Do you know that if cells can’t talk, they will die? This will be the subject of a future post.

Monday, November 3, 2008

cell design 101.1

As our cell story unfolds, observe that after putting together the basic requirements in cell design, a major variation is incorporated. This major variation is the formation of an internal membrane system that encloses the genetic material and several of the biosynthetic machinery molecules. What is/are the result(s) of this variation? Well, we can now recognize two large groups of cells – the prokaryotic cells and the eukaryotic cells. The eukaryotic cells are those with the internal membrane system while no such structure is present in prokaryotic cells. Because of this variation, the enclosed genetic material is now called the nucleus; while the enclosed biosynthetic machinery molecules are now identified as organelles. Isn’t that beautiful? Just one major variation, and a whole new world, the world of eukaryotic cells, with their nucleus and various organelles unfolds.

Sunday, November 2, 2008

Is the virus a cell?

This question becomes easy to answer once the basic requirements of cell design are known. One just needs to check if the 3 basic requirements: cell membrane, genetic material and biosynthetic machinery are all present in the virus. If one does that, then one will discover that the 3rd requirement, the biosynthetic machinery, is missing in viruses. There you have it; the virus cannot be a cell because it lacks the 3rd basic requirement for a cell. This is the reason why viruses have to infect other cells; they need to use the biosynthetic machinery of these cells in order to replicate their own genetic material and form membranes. That’s the only way to form more viruses.

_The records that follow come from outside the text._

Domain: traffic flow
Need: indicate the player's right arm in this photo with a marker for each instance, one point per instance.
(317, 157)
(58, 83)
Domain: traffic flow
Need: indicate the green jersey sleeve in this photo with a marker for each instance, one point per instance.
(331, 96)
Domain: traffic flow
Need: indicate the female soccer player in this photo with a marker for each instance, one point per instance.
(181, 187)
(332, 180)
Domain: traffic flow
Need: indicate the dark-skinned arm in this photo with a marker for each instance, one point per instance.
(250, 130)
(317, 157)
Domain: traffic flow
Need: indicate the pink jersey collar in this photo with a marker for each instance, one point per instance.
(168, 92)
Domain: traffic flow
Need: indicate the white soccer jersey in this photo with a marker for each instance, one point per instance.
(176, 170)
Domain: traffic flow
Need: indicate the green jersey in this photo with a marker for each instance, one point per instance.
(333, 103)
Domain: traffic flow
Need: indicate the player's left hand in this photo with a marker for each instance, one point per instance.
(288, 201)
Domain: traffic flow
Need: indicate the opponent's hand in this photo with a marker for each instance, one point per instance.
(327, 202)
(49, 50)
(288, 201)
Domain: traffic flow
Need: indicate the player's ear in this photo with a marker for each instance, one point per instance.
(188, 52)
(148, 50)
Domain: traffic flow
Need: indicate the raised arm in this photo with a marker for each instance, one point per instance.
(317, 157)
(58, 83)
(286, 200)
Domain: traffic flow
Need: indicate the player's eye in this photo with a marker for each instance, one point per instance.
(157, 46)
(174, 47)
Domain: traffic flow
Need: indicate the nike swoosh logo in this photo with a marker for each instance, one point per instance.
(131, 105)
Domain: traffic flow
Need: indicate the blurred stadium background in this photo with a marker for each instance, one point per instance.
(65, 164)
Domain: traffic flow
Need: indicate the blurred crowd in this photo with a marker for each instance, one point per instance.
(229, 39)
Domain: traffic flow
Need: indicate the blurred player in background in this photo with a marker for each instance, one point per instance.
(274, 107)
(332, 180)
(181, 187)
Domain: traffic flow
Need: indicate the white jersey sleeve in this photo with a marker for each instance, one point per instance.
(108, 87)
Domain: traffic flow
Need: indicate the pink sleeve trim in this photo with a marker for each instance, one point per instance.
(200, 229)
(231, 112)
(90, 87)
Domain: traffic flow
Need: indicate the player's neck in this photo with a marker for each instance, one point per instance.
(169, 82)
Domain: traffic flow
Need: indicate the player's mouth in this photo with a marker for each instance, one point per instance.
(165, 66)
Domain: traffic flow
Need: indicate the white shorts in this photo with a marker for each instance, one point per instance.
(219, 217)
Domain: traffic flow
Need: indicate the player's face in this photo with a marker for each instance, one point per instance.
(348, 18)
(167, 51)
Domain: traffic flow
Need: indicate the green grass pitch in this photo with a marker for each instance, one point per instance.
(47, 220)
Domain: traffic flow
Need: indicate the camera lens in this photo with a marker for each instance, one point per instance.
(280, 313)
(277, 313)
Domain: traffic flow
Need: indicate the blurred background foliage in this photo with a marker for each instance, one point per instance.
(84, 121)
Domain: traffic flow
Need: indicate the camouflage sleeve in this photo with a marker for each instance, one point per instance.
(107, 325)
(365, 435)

Saturday, November 1, 2008

My favorite part of the cell

My favorite part of the cell is the cell membrane. Why? Because so many interesting things happen on and in the cell membrane.

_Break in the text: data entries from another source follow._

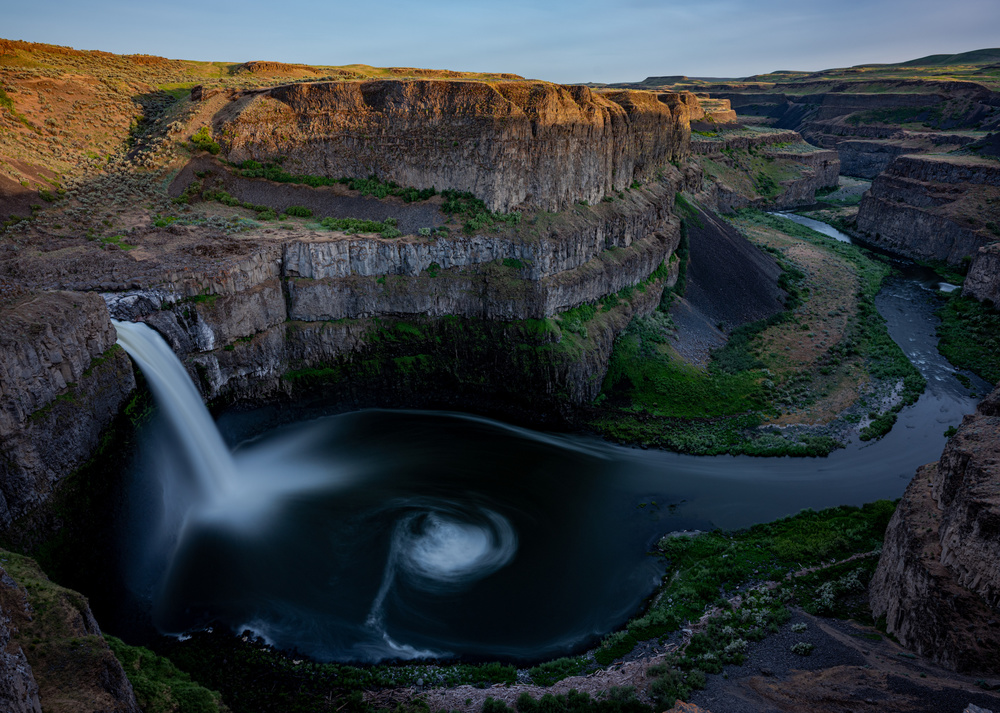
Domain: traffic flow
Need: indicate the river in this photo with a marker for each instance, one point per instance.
(400, 534)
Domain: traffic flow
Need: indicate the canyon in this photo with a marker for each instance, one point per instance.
(406, 238)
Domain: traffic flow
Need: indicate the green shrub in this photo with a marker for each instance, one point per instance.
(202, 140)
(160, 687)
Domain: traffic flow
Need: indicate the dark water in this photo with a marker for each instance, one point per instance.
(387, 534)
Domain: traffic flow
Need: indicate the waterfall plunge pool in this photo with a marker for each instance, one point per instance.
(400, 534)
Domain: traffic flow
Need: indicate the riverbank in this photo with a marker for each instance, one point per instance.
(804, 381)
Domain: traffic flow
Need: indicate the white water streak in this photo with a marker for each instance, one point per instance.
(210, 460)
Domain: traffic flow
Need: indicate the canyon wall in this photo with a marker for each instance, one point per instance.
(864, 121)
(933, 207)
(53, 657)
(765, 168)
(515, 145)
(938, 579)
(983, 280)
(308, 301)
(62, 381)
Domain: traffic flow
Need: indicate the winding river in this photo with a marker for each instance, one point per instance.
(398, 534)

Just think - what is the first thing that happens when a sperm meets an egg during fertilization? - cell membrane interaction of course. What is involved when a neuron gets excited and fires a nerve impulse? - cell membrane transport changes, that's what happens. When the environment gets freezing cold, what do cells do? - put on "kinky" cell membranes.

I could go on and on about cell membranes but I think you get what I mean. There is so much going on and in cell membranes. I can actually use up one whole class period just talking about cell membranes but this is not a class but a blog. So this is where I stop today. But I hope I got you thinking about cell membranes.